On 6 April 2018, the new electronic bill of costs will become mandatory in the courts of England and Wales, replacing the current traditional paper bill of costs - a judicial leap into the 21st Century!
The new rules will apply to bills of costs for all Part 7 multi-track claims, except for those in which the proceedings are subject to fixed costs or scale costs, cases in which the receiving party is a litigant in person or where the court has otherwise ordered.
The aim of the electronic bill of costs is to utilise the work undertaken by importing the data from the solicitors' time recording system. This should, in theory, make the process quicker and easier. If there is no time recording system in place already, then the information must be recorded manually.
The electronic bill of costs will be in the format of a spreadsheet ("Precedent S") which can be found online at this link. The spreadsheet contains (among other items) a narrative, chronology, the legal team's rates, details of any funding, summary of the costs as claimed and comparison against the amounts in the last approved/agreed budget. The summary of costs will need to be provided on a phase by phase basis and the spreadsheet requires a summary by task and activity.
Alternatively, if the Precedent S template is not used, an electronic bill of costs can take the form of a spreadsheet which:
Parties are required to email the full electronic spreadsheet version when filed at court to a dedicated email address, and provide the full electronic spreadsheet version to the paying party at the same time. The parties must also serve or file in hard copy.

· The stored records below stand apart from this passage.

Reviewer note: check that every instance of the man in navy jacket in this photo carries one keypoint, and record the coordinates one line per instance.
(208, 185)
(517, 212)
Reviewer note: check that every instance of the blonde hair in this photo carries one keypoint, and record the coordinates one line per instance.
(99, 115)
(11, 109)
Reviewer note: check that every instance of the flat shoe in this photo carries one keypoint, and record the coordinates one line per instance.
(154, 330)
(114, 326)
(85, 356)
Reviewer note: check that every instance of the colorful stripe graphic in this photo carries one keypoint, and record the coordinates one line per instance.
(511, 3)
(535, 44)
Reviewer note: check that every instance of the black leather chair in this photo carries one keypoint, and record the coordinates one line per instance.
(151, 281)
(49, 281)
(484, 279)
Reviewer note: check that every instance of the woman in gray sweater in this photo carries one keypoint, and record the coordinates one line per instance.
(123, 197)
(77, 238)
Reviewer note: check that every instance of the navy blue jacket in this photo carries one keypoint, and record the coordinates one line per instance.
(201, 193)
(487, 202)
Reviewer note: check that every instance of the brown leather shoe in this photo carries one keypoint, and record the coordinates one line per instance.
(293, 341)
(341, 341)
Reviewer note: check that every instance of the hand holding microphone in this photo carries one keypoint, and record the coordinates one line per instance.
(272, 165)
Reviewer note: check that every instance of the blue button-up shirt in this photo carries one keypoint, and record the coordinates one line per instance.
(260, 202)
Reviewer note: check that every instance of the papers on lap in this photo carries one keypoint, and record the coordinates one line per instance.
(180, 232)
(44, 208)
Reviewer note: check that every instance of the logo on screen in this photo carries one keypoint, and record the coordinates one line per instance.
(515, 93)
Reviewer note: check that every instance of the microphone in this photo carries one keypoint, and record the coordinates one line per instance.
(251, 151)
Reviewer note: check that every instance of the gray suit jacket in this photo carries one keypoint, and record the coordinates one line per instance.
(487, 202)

Where a bill of costs includes work that was incurred both before and after 6 April 2018, a party can file and serve either a paper bill or an electronic bill in respect of work done before that date, and must serve and file an electronic bill in respect of work done after that date.
The new electronic bill of costs is more detailed as it requires a breakdown of costs incurred on a line by line basis. The biggest concern is therefore that it will cause solicitors to spend too long on recording their time and preparing the document itself. There may also be difficulties dealing with complex circumstances such as multi party litigation, and care may need to be taken to ensure that no confidential or privileged work is included in the electronic bill of costs.
Practitioners will no doubt have to pay closer attention to time recording and the preparation of a bill of costs, but this will hopefully lead to more accurate time recording and greater transparency of costs. The electronic form should also be easier to amend and understand.
Once solicitors are familiar with the form, and how to collect and present data in the required format, the production of bills should become more efficient, particularly if the parties have the software available to input the details required.
However, it remains to be seen whether the electronic bill of costs is workable in practice. Philip Daval-Bowden, Senior Managing Partner of Masters Legal Costs Services LLP provides his views as follows:
"Whether the Costs Court and its users will be ready for a process requiring the use of pivot tables, laptops and probably at least two screens per participant (and the Costs Judge) is still to be seen. What is without doubt is that time recording will need to be more detailed capturing work phases, sub-tasks, time and narratives (and divided in the Bill by reference to pre and post budget costs, each budget category and per invoice). The idea that this Bill of Costs could be produced automatically is a minefield of privilege and technology and in my view looks to be a pipe dream. The new Bill of Costs applies to all cases whether or not they are budgeted including, for example, in the Court of Appeal so all litigators will be experiencing this new and challenging process in due course.”
There are a number of steps that could be taken to prepare for the introduction of the new electronic bill of costs.
As the aim of the electronic bill of costs is to (ideally) pull the data from the solicitors' time recording systems, it is worth considering whether to invest in a suitable time recording system. Solicitors should also consider how their time is recorded and whether any descriptions of phases should be amended on any existing time recording systems so that they are consistent with the format of the electronic bill of costs.
If the spreadsheet has to be updated manually, a template should be prepared and formulas accurately inputted to ensure that the correct figures are recorded in the appropriate place.
While solicitors should always be aware of accurate time recording, given that the spreadsheet requires a breakdown of costs on a phase by phase basis, close attention should be paid to the particular phases when time is recorded. Team members should always discuss the allocation of a phase when conducting a particular piece of work, so that there is consistency across the team's time recording.